Promoting abstinence ineffective against AIDS

There is no evidence that promoting abstinence or marital fidelity works against AIDS, as the Bush administration argues, a senior Brazilian health official told the United Nations on Wednesday.

“Based on international experiences, today there is no evidence whatsoever that moral recommendations, such as abstinence and fidelity, have any impact that might prevent infection and curb the epidemic,” said Dr. Paulo Texeira, senior coordinator of Sao Paulo’s AIDS program.

The Bush administration’s overseas AIDS programs for the most part follow the “ABC” approach, which stands for “Abstinence, Be faithful and use Condoms.”

But a recent study in Uganda said the abstinence part of that approach could not explain the drop in AIDS incidence there and the researchers suggested it was condom use.

“We are aware that the promotion of safer sex involves serious cultural, ethical, and religious matters, but we cannot allow them to become a barrier for prevention,” said Texeira, whose native Brazil has been among the world’s most successful developing nations in countering a threatened HIV/AIDS epidemic.

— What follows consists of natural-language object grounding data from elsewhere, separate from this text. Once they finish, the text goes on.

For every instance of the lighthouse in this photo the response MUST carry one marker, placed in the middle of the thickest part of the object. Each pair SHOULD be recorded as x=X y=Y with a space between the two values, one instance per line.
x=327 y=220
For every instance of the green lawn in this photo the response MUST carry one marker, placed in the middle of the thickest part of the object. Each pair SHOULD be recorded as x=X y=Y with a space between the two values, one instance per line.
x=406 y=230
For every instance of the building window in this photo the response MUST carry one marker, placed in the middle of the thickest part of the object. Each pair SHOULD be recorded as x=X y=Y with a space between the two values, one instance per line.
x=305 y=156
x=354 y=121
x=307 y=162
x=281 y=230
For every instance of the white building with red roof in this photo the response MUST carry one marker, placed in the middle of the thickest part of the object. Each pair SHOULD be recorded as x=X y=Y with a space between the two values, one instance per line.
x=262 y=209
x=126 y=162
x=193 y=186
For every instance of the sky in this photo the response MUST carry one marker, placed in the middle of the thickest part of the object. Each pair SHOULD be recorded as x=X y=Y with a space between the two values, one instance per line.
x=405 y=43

“Our governments and institutions should decisively cope with these difficulties if they expect to be successful in controlling the epidemic,” he said, addressing a meeting of the U.N. Commission on Population and Development.

So far, AIDS has been reported in fewer than 0.6 percent of Brazil’s 182 million people, he said, compared to a 7.5-percent prevalence rate in sub-Saharan Africa, where the epidemic is the most widespread.

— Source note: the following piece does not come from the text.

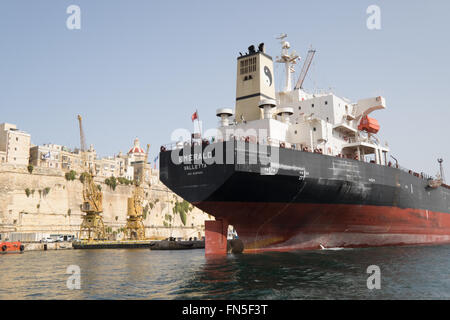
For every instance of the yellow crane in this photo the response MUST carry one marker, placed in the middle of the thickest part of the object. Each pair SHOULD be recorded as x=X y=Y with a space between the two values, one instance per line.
x=135 y=229
x=92 y=227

Brazil’s campaign against AIDS combines widespread distribution of condoms to young people with an extensive preventive education program and free access by infected individuals to the cocktail of anti-AIDS drugs that keep the disease from progressing.

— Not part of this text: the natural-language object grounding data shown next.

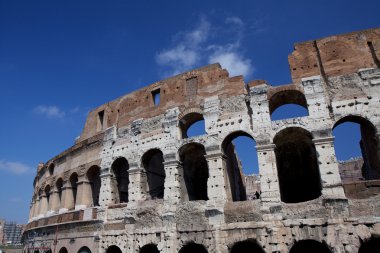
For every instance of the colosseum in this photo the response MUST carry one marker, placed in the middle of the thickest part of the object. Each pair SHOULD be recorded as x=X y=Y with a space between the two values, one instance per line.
x=135 y=182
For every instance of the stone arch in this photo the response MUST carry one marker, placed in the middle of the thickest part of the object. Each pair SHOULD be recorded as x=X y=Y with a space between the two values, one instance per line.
x=310 y=246
x=369 y=144
x=188 y=118
x=51 y=169
x=74 y=184
x=93 y=176
x=119 y=170
x=297 y=165
x=286 y=96
x=149 y=248
x=195 y=171
x=236 y=179
x=63 y=250
x=59 y=186
x=152 y=162
x=193 y=247
x=84 y=249
x=247 y=246
x=113 y=249
x=370 y=246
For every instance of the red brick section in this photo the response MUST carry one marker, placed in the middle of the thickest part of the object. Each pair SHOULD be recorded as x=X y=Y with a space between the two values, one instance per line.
x=336 y=55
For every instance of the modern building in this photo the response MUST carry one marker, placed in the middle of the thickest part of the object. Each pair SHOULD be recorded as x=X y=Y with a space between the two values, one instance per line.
x=134 y=181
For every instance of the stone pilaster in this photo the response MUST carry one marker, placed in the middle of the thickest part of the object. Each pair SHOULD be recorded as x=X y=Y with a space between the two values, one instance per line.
x=84 y=193
x=270 y=189
x=328 y=168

U.S. envoy Sichan Siv, addressing the same U.N. body on Monday, said Washington’s AIDS programs overseas focused on supporting individual governments’ own strategies.

“We base our effective prevention strategies on what works for the culture and circumstances of each place, with the individuals and groups we are targeting,” Siv said.

At the same meeting, the United States has, in closed negotiating sessions, proposed injecting anti-abortion language into draft resolutions on AIDS and development that the U.N. commission is to take up on Friday, diplomats said.

Proposed U.S. amendments would state that nothing in previous U.N. action plans on “population and development” and on combating AIDS “creates a right to abortion,” the diplomats said. Family planning activists said the language, also pushed by Costa Rica, Nicaragua, Egypt and Qatar, was intended to influence national decisions on family planning funding.